The issue heads to the Nov. 6 ballot, after state Senators approved a constitutional amendment Tuesday. With public approval, Louisiana would join 48 states in mandating all jurors to agree on an accused felon’s guilt before a conviction.
Current state law requires only 10 of 12 jurors to agree on a defendant’s fate during felony trials. Oregon is the only other state with such a provision, though Louisiana is the only state that allows non-unanimous verdicts in murder cases.
“It’s time Louisiana got it, and it’s time we got on board,” Rep. Sherman Mack (R-Albany) said just before the House advanced the legislation Monday.
The Louisiana law dates back to 1898, as black residents were beginning to serve on juries.

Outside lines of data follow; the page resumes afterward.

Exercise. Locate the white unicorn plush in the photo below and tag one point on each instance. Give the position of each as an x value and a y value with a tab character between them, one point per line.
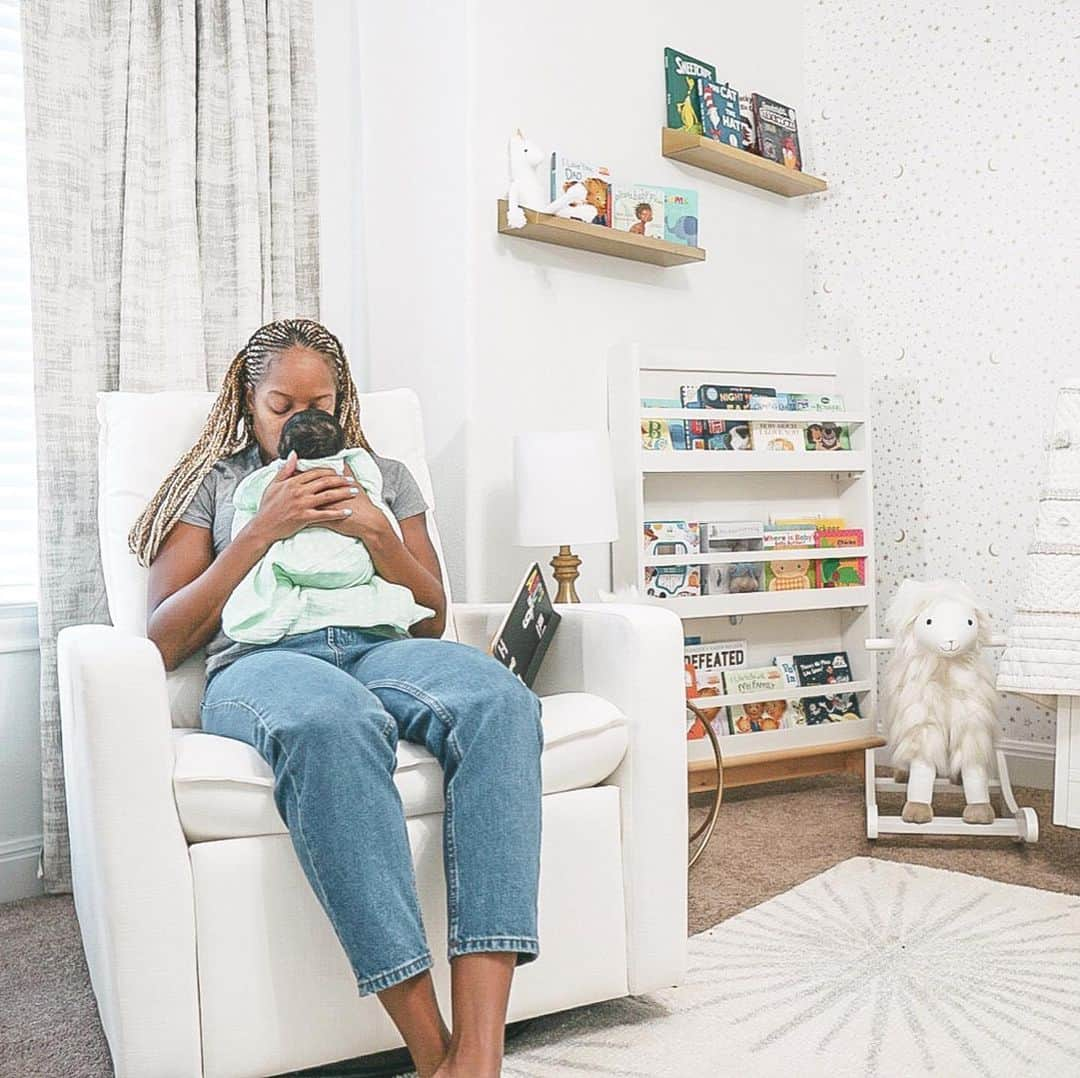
941	703
526	188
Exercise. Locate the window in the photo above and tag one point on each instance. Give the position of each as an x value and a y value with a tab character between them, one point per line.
18	508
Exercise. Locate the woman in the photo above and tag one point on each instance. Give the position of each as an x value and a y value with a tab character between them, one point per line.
325	709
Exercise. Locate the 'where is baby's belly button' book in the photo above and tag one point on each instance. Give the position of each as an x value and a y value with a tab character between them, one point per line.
525	634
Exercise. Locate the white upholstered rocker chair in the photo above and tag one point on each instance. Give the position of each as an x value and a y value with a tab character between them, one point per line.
210	955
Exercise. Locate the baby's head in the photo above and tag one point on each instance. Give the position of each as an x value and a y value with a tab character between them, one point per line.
313	433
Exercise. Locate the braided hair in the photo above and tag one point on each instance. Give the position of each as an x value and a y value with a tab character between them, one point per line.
223	435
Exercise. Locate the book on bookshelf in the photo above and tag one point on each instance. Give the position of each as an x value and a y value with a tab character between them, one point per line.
827	436
704	678
774	435
680	216
638	209
759	715
775	132
526	632
596	178
719	112
682	73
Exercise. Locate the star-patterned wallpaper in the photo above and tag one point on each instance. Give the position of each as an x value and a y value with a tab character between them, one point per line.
946	255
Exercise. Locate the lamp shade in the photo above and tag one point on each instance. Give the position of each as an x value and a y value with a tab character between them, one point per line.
564	487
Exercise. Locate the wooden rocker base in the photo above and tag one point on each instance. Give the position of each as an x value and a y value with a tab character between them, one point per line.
1022	825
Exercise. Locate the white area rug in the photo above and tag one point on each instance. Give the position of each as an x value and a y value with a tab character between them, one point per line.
872	968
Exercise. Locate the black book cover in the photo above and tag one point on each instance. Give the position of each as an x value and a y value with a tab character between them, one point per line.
526	632
825	668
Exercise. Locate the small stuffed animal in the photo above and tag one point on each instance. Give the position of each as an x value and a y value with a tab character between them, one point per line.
526	188
941	703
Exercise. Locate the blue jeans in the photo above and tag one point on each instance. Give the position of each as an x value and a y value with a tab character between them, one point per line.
325	710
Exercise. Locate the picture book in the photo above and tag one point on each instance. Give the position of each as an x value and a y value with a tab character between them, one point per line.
720	536
638	210
746	116
719	112
672	537
841	571
774	537
841	708
682	73
727	396
821	668
656	434
790	575
704	677
769	434
596	178
680	216
775	131
526	632
732	578
838	536
758	715
754	679
672	581
818	523
797	402
827	435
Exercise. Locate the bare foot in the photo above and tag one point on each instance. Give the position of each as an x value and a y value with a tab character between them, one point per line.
980	812
917	812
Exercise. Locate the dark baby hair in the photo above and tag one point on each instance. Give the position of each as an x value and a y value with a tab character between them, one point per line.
313	433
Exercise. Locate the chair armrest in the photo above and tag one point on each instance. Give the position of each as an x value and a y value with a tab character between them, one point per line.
130	868
632	656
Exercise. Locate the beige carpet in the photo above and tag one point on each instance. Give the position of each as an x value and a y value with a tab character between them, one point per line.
768	840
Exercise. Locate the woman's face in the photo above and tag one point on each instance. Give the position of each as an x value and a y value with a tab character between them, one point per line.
298	378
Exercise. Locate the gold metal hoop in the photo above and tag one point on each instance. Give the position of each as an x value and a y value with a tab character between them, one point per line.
710	823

An official journal from that year’s constitutional convention outlines a mission “to establish the supremacy of the white race, to the extent to which it could be legally and constitutionally done.”
“This is literally like the shark or alligator that has remained unchanged since the days when people were being lynched in the streets and locked up for whistling at women of a different race,” said Sen. J.P. Morrell (D-New Orleans), whose bill has spearheaded efforts to repeal the law.
The constitutional amendment, once thought a long shot, has met rare unity between liberals and conservatives. The American Civil Liberties Union and the Southern Poverty Law Center has led the support among left-leaning organizations, while the Louisiana Family Forum and Americans for Prosperity have voiced endorsements on the right.
“Very seldom do we have something of this magnitude, this historic, that enjoys such wide bipartisan support,” Morrell said Tuesday.
Opposition had come from the Louisiana District Attorneys Association, with prosecutors saying that requiring unanimous verdicts would hurt their chances of getting convictions. The group has since adopted a more neutral stance on Morrell’s bill.
“I think God changed some minds out there today,” said Ed Tarpley, a former Grant Parish district attorney who supports overturning the century-old law. “This needs to be changed.”
If it passes and wins support from voters, the legislation would not be retroactive. It would apply to crimes committed on or after Jan. 1, 2019.